Das Untermarchtaler Kalkwerk wird 100 Jahre alt

2022-09-02 21:39:55 By : Mr. Daniel Tian

Das technische Museum Kalkofen Untermarchtal kann in diesem Jahr sein 100-jähriges Baujubiläum feiern. Aus diesem Grund lädt die Ortsgruppe Untermarchtal des Schwäbischen Heimatbunds (SHB) zum Tag der offenen Tür am Sonntag, 11. September, von 13 bis 17 Uhr die Bevölkerung ein. Vor Ort wird an diesem Tag das Kalkbrennen, Trocken- und Nasslöschen des gebrannten Kalkes mit Wiederholungen vorgeführt. Im Beiprogramm wird die einheimische Künstlerin Simone Schulz eine Autorenlesung über ihr neues Buch „Bildschnitzers Lieb und Leidenschaft“ geben. Natürlich werden die Gäste vor Ort auch bestens versorgt. Besuch aus Stuttgart erwartet die Ortsgruppe Untermarchtal vom Hauptverein des Schwäbischen Heimatbund mit dem Vorsitzenden Josef Kreuzberger.

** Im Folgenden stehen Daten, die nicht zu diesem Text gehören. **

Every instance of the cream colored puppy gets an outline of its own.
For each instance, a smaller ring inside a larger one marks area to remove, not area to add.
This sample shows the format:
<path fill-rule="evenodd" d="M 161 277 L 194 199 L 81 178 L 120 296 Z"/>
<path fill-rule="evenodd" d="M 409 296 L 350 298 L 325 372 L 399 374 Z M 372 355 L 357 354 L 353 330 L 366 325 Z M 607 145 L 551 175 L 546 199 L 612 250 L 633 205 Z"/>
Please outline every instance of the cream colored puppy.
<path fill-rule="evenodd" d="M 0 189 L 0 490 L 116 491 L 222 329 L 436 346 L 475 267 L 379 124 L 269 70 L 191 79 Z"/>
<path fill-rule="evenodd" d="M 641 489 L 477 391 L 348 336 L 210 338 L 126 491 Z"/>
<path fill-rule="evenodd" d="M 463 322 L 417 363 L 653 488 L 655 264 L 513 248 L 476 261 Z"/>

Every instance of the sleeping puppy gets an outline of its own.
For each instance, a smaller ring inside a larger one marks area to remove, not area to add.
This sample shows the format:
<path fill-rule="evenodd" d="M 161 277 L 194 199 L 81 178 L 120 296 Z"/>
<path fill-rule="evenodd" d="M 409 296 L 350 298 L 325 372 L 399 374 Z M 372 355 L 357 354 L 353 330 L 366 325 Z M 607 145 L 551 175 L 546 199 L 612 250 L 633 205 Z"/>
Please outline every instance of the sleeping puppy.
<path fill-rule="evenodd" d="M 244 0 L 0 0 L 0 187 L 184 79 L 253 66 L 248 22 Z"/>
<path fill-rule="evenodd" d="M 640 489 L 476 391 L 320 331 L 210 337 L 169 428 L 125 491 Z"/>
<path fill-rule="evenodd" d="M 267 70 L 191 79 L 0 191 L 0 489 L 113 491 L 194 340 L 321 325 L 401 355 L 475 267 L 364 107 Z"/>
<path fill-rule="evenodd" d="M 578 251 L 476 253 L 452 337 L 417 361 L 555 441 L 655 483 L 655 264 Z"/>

Das seinerzeitige errichtete Kalkwerk, wie es auch heute noch von den Bürgern des Dorfes Untermarchtal so genannt wird, ist mit seinem Erscheinungsbild des 15 Meter Ziegelsteinkamins an der B311 ein unübersehbares Zeichen in der Landschaft. Seine drei Begründer und Erbauer vor 100 Jahren waren Untermarchtals Bürgermeister Albert Großmann, der Bauunternehmer Leopold Ege aus Munderkingen sowie der Dieterskircher Landwirt und Holzhändler Josef Bailer. Sie bildeten eine Unternehmergemeinschaft, die durch den Untermarchtaler Gemeinderatsbeschluss im Januar 1922 bezüglich des Kaufs des gemeindeeigenen Grundstücks mit einem Preis von 3710 Mark besiegelt wurde.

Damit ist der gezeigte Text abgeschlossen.